We use Prometheus, an open source monitoring for alerting on time-series. Our infrastructure runs on OpenShift, Red Hat’s distribution of Kubernetes. Kubernetes (and thus OpenShift) provides us with a simple API to read plaintext logs from our containers. To visualize and analyze latencies between and within individual parts of the infrastructure we use an open source distributed tracing tool Jaeger. And last but not least each of our processes exposes a pprof (the built-in profiles in the go runtime, but also available for rust, python, nodejs and java) endpoint for profiling, and we use Conprof to continuously collect profiles over time.

Debugging Time!

We recently rolled out a new version of Thanos in our infrastructure, and Prometheus quickly alerted us, about high latency.

Prometheus graph showing a steady increase in latency after a deployment.

We took advantage of the tooling we had at hand, to debug the problem, rather than rolling back to the previous version. This helped us pinpoint the exact problem and resolved the situation. This kind of situation could happen on any project, even in house product systems, where similar workflows could be applied.

We checked our slow query logs, of our component that first accepts the requests for queries, which immediately revealed a trace ID to us. Any query with latency higher than 5 seconds is written to the slow query log.

ts=2020-06-04T10:59:57.6170538Z component=query-reader msg="request finished" trace-id=23957fb8181c10d4

Log line from a slow query log, showing a trace ID from a slow query.

With this Trace ID, we could immediately pull up a trace in Jaeger of a problematic query.

Jaeger’s Trace detail page with detailed information expanded about the process, which created the span.

This was interesting because we could clearly tell that the overwhelming majority of the query was spent in the query engine, and even more importantly, we knew exactly at what time, and which process was crunching away.

We in addition to metrics, logs, and tracing continuously profile all processes we run with Conprof. With the information available from the trace, we could immediately query Conprof.

Conprof’s query interface showing many samples over time being collected.

And pull up a CPU profile from exactly that point in time, and lo and behold, we knew where the majority of CPU time was spent.

Graph representation of a CPU profile taken from Thanos, showing a clear dominant path.

Discovering this allowed us to cut ⅓ in query latency in Thanos.

Correlations Give Superpowers!

Only the combination of tools and correlating the information made this possible.
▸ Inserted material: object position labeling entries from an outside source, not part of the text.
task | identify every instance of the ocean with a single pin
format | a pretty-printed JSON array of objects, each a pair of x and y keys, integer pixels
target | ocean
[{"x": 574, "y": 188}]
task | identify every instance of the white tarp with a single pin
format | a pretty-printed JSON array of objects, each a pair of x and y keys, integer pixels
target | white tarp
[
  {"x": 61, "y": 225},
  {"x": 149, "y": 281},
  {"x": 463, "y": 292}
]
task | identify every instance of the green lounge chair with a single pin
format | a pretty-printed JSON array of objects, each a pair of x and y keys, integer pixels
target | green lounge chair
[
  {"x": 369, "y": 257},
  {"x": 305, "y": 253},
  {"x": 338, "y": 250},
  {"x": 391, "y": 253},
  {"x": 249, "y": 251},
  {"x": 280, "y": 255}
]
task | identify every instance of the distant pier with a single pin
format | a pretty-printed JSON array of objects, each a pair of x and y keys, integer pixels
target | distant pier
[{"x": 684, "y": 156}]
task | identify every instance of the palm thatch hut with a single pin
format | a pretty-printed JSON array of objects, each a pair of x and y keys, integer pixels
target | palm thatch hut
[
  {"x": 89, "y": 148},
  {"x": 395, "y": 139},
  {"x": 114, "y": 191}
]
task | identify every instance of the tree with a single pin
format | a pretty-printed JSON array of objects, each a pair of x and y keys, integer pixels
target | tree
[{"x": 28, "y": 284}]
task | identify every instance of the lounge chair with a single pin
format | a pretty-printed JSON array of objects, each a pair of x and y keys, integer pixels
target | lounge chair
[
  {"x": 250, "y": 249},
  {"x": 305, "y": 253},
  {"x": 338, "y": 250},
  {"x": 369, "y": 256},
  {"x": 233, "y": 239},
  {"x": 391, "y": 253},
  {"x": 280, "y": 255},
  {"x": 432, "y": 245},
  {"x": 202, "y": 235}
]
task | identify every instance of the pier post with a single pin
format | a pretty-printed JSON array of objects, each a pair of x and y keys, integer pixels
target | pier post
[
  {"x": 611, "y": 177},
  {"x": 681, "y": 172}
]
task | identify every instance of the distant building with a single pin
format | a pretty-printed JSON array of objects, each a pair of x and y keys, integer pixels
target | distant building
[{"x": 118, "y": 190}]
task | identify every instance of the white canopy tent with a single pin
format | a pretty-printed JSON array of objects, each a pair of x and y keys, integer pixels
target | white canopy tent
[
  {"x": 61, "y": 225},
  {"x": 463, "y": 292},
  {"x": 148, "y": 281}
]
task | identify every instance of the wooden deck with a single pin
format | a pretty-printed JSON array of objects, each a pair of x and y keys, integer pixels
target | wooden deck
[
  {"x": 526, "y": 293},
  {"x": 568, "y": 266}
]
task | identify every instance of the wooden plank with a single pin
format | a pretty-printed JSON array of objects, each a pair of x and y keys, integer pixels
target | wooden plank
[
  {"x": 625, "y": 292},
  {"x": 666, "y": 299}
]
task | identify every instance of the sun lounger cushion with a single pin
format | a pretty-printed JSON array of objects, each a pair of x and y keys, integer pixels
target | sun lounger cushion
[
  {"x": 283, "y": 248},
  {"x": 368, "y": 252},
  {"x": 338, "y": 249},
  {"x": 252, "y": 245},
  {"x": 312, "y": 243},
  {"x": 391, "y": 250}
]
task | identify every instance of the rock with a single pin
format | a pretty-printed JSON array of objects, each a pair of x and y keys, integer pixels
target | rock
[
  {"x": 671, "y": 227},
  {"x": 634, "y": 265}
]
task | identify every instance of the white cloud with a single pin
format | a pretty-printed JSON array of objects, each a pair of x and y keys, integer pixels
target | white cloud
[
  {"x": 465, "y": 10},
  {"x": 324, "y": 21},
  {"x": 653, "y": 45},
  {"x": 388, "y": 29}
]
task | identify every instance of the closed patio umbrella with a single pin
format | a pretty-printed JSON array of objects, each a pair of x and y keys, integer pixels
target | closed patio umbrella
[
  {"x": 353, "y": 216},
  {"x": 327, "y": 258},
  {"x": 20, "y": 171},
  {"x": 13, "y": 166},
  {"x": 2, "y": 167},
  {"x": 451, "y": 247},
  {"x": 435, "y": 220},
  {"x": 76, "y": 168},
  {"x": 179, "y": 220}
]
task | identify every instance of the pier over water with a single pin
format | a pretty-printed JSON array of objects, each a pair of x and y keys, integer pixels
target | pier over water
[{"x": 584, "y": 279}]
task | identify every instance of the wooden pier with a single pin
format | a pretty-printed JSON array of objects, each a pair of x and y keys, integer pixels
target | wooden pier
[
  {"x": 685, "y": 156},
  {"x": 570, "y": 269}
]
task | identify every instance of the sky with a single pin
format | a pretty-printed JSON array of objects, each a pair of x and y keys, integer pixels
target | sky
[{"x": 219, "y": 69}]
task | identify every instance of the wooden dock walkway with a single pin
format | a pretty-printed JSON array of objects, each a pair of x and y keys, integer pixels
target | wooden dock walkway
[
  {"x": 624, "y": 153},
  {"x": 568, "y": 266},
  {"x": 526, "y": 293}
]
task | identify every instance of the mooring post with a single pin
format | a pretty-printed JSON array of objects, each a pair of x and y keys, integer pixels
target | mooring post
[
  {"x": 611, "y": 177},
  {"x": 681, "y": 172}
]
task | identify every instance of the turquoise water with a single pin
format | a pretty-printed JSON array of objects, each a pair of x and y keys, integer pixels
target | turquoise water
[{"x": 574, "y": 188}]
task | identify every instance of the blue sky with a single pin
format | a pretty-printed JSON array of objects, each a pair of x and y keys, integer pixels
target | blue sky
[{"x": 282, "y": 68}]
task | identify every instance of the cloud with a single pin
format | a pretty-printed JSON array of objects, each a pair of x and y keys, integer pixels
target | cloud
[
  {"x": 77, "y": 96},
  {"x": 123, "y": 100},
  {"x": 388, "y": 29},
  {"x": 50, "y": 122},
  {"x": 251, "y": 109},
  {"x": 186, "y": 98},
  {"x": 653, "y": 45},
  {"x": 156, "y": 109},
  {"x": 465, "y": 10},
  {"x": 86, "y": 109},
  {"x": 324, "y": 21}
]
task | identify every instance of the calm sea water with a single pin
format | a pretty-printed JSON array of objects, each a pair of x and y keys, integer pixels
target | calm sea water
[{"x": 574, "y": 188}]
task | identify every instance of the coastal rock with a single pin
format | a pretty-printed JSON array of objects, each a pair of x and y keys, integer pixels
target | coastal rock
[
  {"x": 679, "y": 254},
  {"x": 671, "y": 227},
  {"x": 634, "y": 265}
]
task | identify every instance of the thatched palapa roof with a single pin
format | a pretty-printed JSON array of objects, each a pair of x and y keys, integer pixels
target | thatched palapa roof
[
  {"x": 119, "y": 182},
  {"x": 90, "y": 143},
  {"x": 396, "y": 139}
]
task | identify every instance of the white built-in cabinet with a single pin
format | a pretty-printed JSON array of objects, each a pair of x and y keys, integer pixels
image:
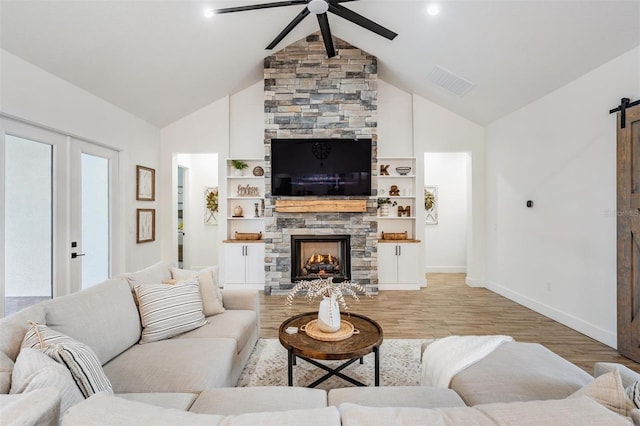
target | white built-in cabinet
[
  {"x": 244, "y": 259},
  {"x": 245, "y": 265},
  {"x": 397, "y": 265},
  {"x": 399, "y": 260}
]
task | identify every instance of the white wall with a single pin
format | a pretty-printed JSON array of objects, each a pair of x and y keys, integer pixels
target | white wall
[
  {"x": 200, "y": 241},
  {"x": 559, "y": 257},
  {"x": 446, "y": 243},
  {"x": 33, "y": 95},
  {"x": 395, "y": 122},
  {"x": 437, "y": 129}
]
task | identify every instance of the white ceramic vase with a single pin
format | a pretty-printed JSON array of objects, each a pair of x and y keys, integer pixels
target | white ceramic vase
[{"x": 329, "y": 315}]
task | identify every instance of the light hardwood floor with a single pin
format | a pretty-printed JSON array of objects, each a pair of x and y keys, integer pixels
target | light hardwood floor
[{"x": 449, "y": 307}]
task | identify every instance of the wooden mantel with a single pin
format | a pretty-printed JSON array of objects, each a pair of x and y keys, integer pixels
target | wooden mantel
[{"x": 321, "y": 206}]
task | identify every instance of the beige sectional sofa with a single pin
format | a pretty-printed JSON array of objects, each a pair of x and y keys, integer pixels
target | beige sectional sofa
[{"x": 190, "y": 378}]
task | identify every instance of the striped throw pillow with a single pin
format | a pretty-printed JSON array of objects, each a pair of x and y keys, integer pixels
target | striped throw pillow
[
  {"x": 633, "y": 392},
  {"x": 168, "y": 310}
]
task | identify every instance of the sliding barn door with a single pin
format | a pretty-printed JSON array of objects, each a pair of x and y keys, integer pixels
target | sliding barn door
[{"x": 629, "y": 234}]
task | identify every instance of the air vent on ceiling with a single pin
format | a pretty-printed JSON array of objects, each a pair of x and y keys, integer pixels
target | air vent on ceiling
[{"x": 451, "y": 82}]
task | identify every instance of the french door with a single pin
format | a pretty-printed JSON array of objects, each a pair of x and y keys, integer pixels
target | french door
[{"x": 58, "y": 227}]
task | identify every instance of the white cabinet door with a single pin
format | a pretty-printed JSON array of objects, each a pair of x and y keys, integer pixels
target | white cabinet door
[
  {"x": 235, "y": 263},
  {"x": 387, "y": 263},
  {"x": 407, "y": 263},
  {"x": 255, "y": 263}
]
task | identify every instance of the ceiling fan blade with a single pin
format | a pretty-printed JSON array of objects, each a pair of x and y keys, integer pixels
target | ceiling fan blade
[
  {"x": 358, "y": 19},
  {"x": 299, "y": 17},
  {"x": 326, "y": 34},
  {"x": 259, "y": 6}
]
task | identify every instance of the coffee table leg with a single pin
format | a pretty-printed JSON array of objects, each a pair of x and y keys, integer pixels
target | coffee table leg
[
  {"x": 290, "y": 361},
  {"x": 376, "y": 354}
]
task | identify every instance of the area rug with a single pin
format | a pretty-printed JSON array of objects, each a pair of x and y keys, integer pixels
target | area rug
[{"x": 399, "y": 366}]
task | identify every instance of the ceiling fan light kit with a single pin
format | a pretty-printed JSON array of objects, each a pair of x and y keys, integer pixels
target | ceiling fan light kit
[{"x": 320, "y": 9}]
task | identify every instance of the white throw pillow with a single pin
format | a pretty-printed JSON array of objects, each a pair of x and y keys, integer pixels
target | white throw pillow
[
  {"x": 633, "y": 392},
  {"x": 35, "y": 370},
  {"x": 169, "y": 310},
  {"x": 78, "y": 358},
  {"x": 210, "y": 292},
  {"x": 607, "y": 390}
]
The entire troubleshooting process took 2 minutes to find, for something that used to take up to days of searching for the needle in the haystack. While it is a bit of upfront effort to instrument applications with metrics, logging, and tracing, as this post hopefully shows, this effort pays off exponentially.

Ever since we have discovered this workflow it has been a powerful tool and has helped us uncover a number of performance improvements much more quickly than we used to.

Using these tools in this way almost felt like a superpower, it felt like cheating, because it was so easy. There is still a lot of work that can be done to integrate these signals more tightly, improve the user experience and automate the correlation aspects more, but what Tom and I predicted in the Keynote, is slowly becoming reality!